Drexel University and Tower Health explore combining physician groups
Such a merger would deepen the ties between Tower and Drexel at a time when Drexel’s College of Medicine is facing with the potential closure of its main clinical teaching location, Hahnemann University Hospital.
Drexel University and Tower Health have signed a letter of intent to combine their physician practice plans, Drexel president John Fry said in an email to staff Wednesday.
The Tower Health Medical Group employs 505 physicians. Drexel University Physicians employs 230 doctors.
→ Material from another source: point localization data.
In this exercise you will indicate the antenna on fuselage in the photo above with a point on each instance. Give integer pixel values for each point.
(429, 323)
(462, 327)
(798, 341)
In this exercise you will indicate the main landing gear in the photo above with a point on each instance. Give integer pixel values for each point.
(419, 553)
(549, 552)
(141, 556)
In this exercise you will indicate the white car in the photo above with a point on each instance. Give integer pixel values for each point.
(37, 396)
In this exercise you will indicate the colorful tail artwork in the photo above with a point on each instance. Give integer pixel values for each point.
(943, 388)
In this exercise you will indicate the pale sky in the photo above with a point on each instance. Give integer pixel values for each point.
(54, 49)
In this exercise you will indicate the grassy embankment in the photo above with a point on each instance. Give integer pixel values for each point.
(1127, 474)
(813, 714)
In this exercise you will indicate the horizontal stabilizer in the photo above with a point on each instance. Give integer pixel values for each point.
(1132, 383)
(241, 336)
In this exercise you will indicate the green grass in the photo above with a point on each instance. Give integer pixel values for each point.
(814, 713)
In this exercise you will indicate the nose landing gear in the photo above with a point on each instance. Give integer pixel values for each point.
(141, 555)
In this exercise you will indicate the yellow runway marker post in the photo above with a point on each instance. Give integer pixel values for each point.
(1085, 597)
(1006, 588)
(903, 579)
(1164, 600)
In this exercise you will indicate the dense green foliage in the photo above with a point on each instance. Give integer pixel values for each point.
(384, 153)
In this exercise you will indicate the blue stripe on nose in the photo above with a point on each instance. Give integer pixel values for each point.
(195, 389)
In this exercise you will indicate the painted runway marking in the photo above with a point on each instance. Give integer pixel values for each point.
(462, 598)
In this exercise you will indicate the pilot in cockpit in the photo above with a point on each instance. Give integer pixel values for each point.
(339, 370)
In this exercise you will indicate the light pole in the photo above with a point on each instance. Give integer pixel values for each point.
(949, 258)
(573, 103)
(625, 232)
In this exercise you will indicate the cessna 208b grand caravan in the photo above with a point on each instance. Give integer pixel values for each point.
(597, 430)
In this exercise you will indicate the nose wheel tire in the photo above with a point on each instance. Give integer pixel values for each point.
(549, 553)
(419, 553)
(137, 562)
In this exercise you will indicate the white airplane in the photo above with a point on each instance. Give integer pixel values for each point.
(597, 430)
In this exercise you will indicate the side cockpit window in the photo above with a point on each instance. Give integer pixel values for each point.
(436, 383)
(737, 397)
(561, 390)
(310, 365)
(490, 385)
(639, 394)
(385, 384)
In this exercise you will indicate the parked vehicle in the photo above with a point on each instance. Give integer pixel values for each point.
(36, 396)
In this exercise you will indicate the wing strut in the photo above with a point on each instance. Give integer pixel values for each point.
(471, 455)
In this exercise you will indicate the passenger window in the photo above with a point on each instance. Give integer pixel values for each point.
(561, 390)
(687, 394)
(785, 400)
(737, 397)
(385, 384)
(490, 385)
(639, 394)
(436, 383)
If the merger were to be completed it would deepen the ties between Tower — whose flagship is Reading Hospital, in West Reading — and Drexel as the Drexel’s College of Medicine contends with the potential closure of its main clinical teaching location, Hahnemann University Hospital.
“A combined practice plan will offer numerous benefits to both organizations including an expanded clinical footprint for Drexel physicians and professional staff, the expansion of Tower’s academic medicine mission, increased options for medical student clinical rotations, and potential synergies in clinical research,” Fry said in his note.
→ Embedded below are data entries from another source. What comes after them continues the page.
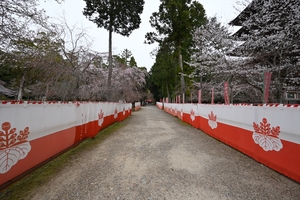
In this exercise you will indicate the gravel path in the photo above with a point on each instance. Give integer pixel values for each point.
(156, 156)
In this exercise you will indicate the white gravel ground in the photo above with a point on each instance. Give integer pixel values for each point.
(156, 156)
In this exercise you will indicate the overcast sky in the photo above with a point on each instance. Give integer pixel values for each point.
(72, 10)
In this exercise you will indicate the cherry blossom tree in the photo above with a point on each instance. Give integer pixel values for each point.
(270, 31)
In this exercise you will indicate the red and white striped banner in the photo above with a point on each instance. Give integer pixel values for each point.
(226, 96)
(267, 82)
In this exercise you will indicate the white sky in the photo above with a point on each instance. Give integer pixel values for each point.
(72, 10)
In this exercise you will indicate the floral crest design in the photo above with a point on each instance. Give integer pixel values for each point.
(212, 120)
(100, 118)
(267, 137)
(192, 115)
(13, 146)
(116, 113)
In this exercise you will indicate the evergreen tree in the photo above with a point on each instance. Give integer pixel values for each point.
(115, 16)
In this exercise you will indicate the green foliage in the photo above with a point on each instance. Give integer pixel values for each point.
(121, 17)
(174, 23)
(132, 62)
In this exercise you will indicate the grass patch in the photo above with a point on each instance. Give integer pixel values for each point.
(23, 187)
Drexel and Tower already have a 20-year academic affiliation agreement and are in the process of opening a four-year regional medical-school campus near Reading Hospital.
Fry did not seem to be too worried after Hahnemann University Hospital warned, in April, about potential closure.
“If you take a look at the extensive network of hospitals, I’m really confident that we have contingency plans in place to ensure that there’s no disruption for medical students, for their hospital-based clinical rotations," Fry told The Inquirer at the time.
Tower, which bought Brandywine, Phoenixville, Pottstown, Jennersville, and Chestnut Hill Hospitals in 2017, on Tuesday reported a $48.45 million operating loss on $1.38 billion in total revenue for the nine months ended March 31.
In its report to bondholders, Tower blamed the negative results on $13.2 million in one-time expenses, lower-than-expected patient volumes at its new hospitals, a large number of delayed and denied claims form commercial insurers, and a $93.6 million increase in accounts receivable resulting from the implementation of a new electronic medical records system.